Now, I don't know who first coined the term "psycho-bitch" - was it Sam Kinison? But no matter - there are a lot of them out there, trust me. I must have dated half of them myself, before finally stumbling upon my wonderful, sane bride of nearly six years, now. I got lucky - many guys do not.
This day and age seems to have spawned increasing numbers of women - of a wide range of ages and personal circumstances - for whom reality has taken a permanent holiday. It's gotten so bad that, during my latter dating years, I always made it a habit of subtly inquiring prospective gf's whether they were presently in therapy or taking any formal medication, like Paxil or Halcyon. If so, I made my excuses and went on my way. In the 90's, this happened a lot. If I was in the woman's apartment, I would actually sneak a peek in her medicine cabinet while using her bathroom. I was serious about this shit. I had been burned too many times by whackos.
At the same time, though, I also had to look at my own habits and needs. What had attracted me to those kinds of women to begin with, or, conversely, why did I seem to attract so many of them, like moths to a flame?

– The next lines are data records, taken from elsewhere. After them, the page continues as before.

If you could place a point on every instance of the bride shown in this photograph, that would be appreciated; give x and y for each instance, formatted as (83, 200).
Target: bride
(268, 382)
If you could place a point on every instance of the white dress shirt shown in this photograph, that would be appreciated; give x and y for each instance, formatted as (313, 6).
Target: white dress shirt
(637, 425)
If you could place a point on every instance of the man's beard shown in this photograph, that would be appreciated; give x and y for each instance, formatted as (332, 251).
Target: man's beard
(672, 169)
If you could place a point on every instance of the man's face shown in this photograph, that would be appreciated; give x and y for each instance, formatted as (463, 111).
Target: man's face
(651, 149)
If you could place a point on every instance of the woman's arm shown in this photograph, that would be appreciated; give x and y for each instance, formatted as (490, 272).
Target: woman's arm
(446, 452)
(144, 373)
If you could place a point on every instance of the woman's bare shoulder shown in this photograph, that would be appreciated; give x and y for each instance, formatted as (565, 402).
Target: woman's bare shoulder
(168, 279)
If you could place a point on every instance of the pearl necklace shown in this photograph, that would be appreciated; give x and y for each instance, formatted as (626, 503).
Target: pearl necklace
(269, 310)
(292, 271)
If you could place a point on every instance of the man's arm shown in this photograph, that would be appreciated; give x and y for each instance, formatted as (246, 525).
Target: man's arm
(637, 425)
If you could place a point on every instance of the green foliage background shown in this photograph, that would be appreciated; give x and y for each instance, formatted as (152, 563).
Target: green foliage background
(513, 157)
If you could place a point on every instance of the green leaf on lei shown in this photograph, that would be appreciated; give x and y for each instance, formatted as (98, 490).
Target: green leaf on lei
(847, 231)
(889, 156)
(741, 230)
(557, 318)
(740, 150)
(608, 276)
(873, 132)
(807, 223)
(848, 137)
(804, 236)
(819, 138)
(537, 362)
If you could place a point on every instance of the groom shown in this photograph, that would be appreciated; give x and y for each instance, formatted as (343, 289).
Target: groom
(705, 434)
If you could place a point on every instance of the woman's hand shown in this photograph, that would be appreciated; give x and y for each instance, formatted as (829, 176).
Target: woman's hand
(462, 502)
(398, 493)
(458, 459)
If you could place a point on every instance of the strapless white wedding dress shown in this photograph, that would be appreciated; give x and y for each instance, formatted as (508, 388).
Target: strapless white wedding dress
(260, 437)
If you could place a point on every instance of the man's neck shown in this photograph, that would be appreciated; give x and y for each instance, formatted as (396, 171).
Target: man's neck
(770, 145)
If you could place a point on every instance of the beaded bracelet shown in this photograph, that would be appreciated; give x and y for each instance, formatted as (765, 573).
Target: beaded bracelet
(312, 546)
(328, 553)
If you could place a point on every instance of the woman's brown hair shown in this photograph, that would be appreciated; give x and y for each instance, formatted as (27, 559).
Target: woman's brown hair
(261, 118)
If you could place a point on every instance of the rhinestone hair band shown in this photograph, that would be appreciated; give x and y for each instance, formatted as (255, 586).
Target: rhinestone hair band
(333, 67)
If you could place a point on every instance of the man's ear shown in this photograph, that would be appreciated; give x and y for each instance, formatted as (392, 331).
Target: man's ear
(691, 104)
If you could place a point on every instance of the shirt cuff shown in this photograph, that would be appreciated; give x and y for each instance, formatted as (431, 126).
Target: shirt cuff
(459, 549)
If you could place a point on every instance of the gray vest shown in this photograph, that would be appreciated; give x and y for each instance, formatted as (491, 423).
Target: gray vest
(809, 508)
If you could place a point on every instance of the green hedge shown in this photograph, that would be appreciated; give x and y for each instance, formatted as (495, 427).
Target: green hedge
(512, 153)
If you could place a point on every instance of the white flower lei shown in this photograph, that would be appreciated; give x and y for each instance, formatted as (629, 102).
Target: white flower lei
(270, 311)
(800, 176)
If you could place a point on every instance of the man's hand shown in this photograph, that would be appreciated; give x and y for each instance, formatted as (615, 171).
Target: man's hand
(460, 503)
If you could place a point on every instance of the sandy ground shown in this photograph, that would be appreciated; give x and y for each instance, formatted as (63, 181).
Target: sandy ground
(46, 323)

The links above illustrate my point. The CNN feed on the Georgia runaway bride shows a profile of an extremely troubled (and presumably very indulged) young woman, who has never been taught the eternal truth that Actions Have Consequences. Perhaps getting arrested will drive the point home for her.
Meanwhile, the NY Daily News story paints the picture of a gullible fool for love who is all too ready to forgive, and still have the fairytale wedding of his dreams. (I'm sure Russell Yates thought he was marrying the girl of his dreams too.)

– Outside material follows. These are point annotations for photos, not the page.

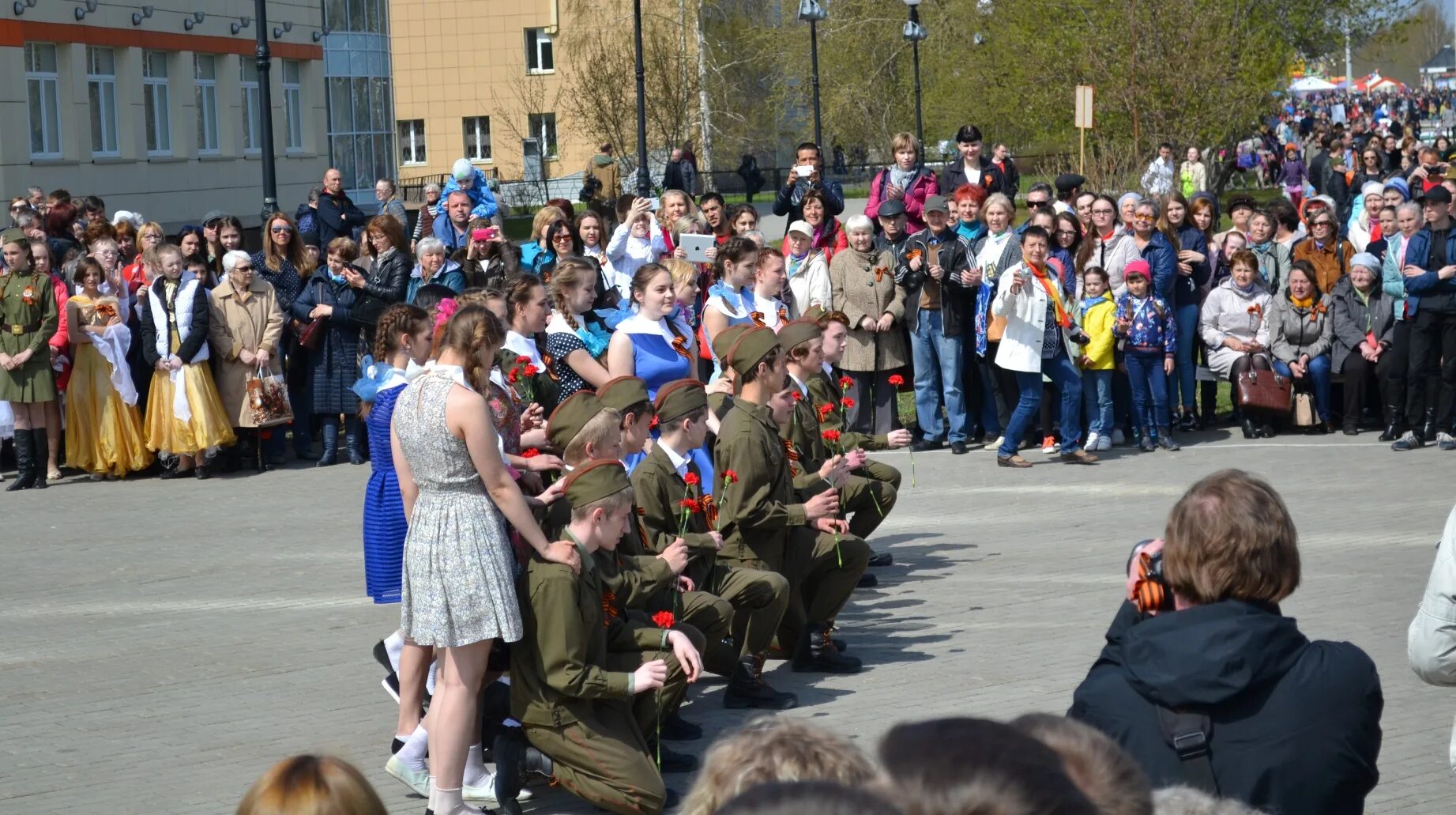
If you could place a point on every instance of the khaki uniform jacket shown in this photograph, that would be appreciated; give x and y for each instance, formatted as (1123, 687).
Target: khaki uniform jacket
(239, 326)
(756, 512)
(658, 490)
(558, 666)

Excuse me, big fella, but if this is the girl of your dreams, fasten your seatbelt, 'cause you're in for a wild ride. Within two years, you'll also begin to believe that left is right and two plus two is five.
"Obtuse" women like this are often considered very attractive to a lot of men - who often pay a heavy price for that attraction. They start out by being emotionally "needy", and the "protective" urge, hardwired into the human male, will respond accordingly. This, however, will increase in intensity until the poor sap is so infused into her lifecycles, that he is held completely emotionally hostage. His life, time, work, and wallet will be totally subsumed by her. So why would any man want to torture himself this way? No sex is THAT good! But her behavior is an old story that many women (and men) often indulge in: "Will you still love me even if I do this?" It's manipulative, and sometimes downright cruel, but couple do this to each other all the time. This story only made the front page because she took it to a much higher level.
Then again, the more cynical approach might be to follow the money. A Google search on her father didn't gain much, save that he is a judge, but the more jaundiced eye might yet conclude that "daddy" was loaded, and the prospective son-in-law was jockeying for a position in the family, closer to high-level influence in business and politics, far higher in the social foodchain than he would have earned legitimately on his own. We know this happens. The wedding alone had a price-tag of $100k, so the old man definitely had some bucks. And that would be the only reason that any otherwise sane man would put up with this girl's self-absorbed crap - cash and connections. But that rarely works out well. You can only keep up the brave front so long before totally losing it.
When she ran off to Vegas and New Mexico, chopped off her hair, and claimed to have been kidnapped, she inadvertently handed this bozo an incredible gift - a preview of their life together. A wiser man would have accepted it for what it was and walked away.
Now to be fair, it might be the case that she didn't really want to be his house-frau baby machine, a desire he apparently expressed on Sean Hannity last night, but I would argue there are still more sane, rational methods of backing out of a relationship that doesn't look to be all that fulfilling.
Is there a message here? Again, take a good long look at your own motivations and needs while swimming in the relationship waters. But if she's on Paxil (or should be), or insists on engaging you in solving all her personal problems after the second date, learn to walk away.